Coriolanus (Ralph Fiennes, 2011): UK

Reviewed by Byron Potau. Viewed at The Egyptian Theatre as part of the 2011 AFI Film Festival.


In his directorial debut, Ralph Fiennes meshes Shakespearean dialogue with a modern setting in Coriolanus. The two styles drown out each other leaving us with a very muddled take on one of Shakespeare’s lesser known tragedies.

Citizens are rioting in protest of the military withholding stores of grain from them in favor of themselves. The protest is quelled, but not before General Caius Martius Coriolanus (Ralph Fiennes) openly berates them for their audacity in protesting and for their lack of appreciation for himself and the military.

Coriolanus then goes into battle where he meets up with his sworn enemy, Tullus Aufidius (Gerard Butler). Their battle ends in a draw, but Coriolanus pushes the invading army out of their territory and returns to his home a hero. However, once in a political world a couple of politicians conspire against Coriolanus and turn the people against him resulting in Coriolanus being banished. Coriolanus then seeks out Tullus Aufidius to help him lead an army and take revenge on the country that banished him.

First time director Ralph Fiennes attempts to make the film too modern, forcing it to be relevant to today’s situations rather than letting it be interpreted that way. His close up happy verite style of shaky handheld cameras and television news footage doesn’t fit Shakespeare’s tragedy very well.
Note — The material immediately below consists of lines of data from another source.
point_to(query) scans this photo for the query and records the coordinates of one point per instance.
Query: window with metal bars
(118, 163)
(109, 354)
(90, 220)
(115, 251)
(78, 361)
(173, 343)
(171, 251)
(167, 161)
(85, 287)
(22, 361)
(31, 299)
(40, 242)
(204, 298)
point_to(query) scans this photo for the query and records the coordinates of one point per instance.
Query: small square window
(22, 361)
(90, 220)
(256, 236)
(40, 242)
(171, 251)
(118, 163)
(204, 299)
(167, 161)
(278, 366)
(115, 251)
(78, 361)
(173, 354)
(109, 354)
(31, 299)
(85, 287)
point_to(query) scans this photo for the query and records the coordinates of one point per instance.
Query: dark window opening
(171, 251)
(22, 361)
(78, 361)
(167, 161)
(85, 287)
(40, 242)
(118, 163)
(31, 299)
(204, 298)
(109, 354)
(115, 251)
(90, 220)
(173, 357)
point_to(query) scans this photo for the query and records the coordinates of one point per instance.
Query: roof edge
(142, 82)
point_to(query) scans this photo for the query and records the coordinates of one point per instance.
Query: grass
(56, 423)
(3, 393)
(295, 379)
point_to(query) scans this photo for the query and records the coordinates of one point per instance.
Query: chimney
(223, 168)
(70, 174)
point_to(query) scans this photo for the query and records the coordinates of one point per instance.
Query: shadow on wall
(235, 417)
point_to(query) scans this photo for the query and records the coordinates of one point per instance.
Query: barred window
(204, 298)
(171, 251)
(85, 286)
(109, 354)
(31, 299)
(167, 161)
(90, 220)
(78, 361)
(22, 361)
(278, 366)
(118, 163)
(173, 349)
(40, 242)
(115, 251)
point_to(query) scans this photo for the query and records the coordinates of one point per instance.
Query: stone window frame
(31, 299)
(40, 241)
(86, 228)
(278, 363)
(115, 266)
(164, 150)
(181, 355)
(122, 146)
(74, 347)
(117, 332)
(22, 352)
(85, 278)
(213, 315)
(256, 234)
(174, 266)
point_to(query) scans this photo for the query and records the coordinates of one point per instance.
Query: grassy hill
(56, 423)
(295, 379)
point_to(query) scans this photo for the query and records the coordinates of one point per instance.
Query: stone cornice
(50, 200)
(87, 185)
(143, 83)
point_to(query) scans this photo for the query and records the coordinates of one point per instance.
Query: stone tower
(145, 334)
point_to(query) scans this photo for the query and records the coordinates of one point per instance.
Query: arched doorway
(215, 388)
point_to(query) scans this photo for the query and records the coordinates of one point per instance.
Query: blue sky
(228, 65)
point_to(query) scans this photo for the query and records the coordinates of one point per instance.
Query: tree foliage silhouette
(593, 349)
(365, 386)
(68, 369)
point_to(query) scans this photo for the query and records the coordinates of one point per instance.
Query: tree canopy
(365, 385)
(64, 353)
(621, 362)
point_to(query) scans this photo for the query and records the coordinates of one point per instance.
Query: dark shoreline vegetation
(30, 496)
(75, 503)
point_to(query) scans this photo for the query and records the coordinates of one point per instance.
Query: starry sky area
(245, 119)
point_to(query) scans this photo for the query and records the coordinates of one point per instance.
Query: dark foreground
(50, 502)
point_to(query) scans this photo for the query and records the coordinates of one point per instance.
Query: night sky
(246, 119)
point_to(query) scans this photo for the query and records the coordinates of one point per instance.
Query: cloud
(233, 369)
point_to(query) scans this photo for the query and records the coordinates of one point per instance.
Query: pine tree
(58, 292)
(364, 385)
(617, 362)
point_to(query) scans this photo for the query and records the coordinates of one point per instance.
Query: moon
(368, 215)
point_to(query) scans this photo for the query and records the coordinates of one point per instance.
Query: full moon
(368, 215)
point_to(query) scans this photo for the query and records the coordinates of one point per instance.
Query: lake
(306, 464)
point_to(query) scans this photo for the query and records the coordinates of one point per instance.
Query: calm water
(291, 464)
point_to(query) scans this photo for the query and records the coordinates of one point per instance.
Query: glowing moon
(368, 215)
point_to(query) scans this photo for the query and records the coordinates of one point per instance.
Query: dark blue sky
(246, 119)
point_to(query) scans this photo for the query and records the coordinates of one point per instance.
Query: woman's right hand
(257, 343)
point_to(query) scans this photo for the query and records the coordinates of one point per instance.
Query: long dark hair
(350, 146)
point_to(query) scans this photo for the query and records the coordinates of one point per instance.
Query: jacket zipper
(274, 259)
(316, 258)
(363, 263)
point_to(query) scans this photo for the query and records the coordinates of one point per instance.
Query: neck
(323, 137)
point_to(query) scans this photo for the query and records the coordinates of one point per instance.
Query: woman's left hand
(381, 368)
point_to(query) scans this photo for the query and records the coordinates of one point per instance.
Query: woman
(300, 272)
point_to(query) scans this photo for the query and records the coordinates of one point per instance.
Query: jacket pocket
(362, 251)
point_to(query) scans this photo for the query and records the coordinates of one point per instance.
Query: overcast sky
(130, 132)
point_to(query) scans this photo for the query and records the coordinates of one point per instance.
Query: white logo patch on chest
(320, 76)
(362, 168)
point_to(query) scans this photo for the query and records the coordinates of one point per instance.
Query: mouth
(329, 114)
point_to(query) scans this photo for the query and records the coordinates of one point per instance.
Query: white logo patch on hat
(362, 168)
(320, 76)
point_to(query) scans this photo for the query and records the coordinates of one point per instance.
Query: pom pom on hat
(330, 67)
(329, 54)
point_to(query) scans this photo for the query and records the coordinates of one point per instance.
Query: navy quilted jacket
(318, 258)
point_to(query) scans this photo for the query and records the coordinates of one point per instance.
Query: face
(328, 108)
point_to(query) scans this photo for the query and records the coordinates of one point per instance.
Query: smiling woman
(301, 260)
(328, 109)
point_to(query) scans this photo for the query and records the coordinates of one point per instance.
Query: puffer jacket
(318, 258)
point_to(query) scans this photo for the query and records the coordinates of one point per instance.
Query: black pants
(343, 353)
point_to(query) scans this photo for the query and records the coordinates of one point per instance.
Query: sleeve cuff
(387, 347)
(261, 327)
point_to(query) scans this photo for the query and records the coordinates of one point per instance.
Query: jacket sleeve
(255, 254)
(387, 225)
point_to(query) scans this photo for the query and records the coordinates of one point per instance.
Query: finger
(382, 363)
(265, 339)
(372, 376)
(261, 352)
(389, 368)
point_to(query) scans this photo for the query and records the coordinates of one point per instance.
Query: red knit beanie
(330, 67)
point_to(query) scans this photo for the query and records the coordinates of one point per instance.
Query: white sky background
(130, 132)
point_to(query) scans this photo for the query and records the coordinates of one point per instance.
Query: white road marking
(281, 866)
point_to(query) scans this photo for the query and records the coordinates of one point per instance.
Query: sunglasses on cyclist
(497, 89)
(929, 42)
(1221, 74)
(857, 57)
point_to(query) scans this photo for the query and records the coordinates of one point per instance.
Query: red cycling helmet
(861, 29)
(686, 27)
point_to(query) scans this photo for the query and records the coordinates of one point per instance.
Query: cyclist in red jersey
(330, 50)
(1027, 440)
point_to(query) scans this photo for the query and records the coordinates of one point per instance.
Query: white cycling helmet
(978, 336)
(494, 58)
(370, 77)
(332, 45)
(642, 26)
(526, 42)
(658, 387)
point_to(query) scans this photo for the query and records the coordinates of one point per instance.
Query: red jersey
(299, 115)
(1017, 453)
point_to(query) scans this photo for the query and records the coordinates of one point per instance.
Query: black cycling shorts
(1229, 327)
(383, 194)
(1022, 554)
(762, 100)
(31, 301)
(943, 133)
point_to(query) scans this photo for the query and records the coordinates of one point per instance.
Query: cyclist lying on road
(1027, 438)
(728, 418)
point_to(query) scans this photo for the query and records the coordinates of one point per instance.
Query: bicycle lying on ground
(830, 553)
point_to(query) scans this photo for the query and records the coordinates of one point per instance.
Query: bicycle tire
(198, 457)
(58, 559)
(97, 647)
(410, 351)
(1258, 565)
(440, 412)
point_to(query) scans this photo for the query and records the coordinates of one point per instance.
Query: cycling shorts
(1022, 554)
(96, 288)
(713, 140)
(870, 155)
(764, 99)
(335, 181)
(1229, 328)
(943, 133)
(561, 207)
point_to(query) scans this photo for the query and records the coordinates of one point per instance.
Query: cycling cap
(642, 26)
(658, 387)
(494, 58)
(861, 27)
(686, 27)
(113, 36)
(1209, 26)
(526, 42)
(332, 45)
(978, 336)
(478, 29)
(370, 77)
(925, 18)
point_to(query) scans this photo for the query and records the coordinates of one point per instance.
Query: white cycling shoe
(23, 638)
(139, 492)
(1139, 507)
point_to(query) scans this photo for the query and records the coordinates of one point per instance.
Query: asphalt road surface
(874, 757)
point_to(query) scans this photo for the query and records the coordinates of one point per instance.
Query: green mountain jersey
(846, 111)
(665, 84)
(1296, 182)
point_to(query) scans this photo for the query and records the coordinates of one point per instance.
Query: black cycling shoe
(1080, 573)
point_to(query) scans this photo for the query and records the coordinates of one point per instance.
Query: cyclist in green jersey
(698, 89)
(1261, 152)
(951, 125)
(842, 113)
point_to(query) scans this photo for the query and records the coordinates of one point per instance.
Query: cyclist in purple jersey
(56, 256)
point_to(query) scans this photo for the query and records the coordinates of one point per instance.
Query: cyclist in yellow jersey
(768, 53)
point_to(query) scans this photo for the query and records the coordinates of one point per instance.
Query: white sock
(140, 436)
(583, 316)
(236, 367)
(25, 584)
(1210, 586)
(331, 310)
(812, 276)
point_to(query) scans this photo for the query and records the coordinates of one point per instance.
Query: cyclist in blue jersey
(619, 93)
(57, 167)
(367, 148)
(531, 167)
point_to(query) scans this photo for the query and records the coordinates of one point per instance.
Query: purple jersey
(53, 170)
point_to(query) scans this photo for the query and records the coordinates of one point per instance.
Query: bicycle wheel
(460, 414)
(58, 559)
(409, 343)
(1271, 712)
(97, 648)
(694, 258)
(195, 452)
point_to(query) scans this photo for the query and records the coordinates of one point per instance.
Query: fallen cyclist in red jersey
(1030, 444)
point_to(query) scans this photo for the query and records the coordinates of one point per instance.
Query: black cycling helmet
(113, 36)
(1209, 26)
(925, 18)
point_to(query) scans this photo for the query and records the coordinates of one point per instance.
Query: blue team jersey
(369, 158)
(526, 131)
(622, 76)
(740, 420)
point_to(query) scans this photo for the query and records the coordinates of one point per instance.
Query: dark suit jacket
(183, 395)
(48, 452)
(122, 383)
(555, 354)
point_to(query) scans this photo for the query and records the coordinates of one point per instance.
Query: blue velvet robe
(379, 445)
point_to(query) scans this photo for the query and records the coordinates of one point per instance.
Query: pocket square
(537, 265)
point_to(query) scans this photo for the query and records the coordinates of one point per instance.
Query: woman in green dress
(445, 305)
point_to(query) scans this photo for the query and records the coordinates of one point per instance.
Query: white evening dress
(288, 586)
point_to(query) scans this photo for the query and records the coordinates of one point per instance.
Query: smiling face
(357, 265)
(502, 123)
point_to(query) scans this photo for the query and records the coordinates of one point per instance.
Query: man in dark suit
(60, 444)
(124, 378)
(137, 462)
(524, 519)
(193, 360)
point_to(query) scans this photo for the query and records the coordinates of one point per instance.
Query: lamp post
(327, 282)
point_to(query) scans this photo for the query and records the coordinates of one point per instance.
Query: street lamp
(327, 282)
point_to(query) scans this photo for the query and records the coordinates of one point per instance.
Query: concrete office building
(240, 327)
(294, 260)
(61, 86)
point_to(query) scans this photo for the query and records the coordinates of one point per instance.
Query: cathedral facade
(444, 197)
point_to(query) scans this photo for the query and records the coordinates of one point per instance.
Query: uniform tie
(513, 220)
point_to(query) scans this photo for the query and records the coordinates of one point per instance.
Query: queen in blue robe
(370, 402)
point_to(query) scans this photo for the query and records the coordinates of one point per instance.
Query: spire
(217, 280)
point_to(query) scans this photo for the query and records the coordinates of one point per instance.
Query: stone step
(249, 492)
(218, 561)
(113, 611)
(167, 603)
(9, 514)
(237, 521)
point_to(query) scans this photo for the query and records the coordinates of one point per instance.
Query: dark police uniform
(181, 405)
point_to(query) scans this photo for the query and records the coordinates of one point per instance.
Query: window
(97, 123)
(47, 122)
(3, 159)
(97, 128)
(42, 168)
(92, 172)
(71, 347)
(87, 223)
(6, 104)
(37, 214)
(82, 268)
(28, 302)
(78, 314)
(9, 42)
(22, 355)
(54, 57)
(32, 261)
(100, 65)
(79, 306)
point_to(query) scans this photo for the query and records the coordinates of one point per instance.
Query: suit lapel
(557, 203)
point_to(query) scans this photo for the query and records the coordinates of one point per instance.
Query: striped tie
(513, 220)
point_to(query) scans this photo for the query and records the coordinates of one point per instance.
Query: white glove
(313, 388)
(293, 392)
This style also does little to enhance any of the performances and seems to do more to stunt them than anything. This along with the Shakespearean dialogue spoken in this modern setting makes for very awkward performances at times.

Fiennes appears to be making two films here that he tries to put together like two pieces of different puzzles. He would have done better to make a straight up version of Coriolanus which seems more in his grasp. Here he just seems to have been too ambitious in his debut.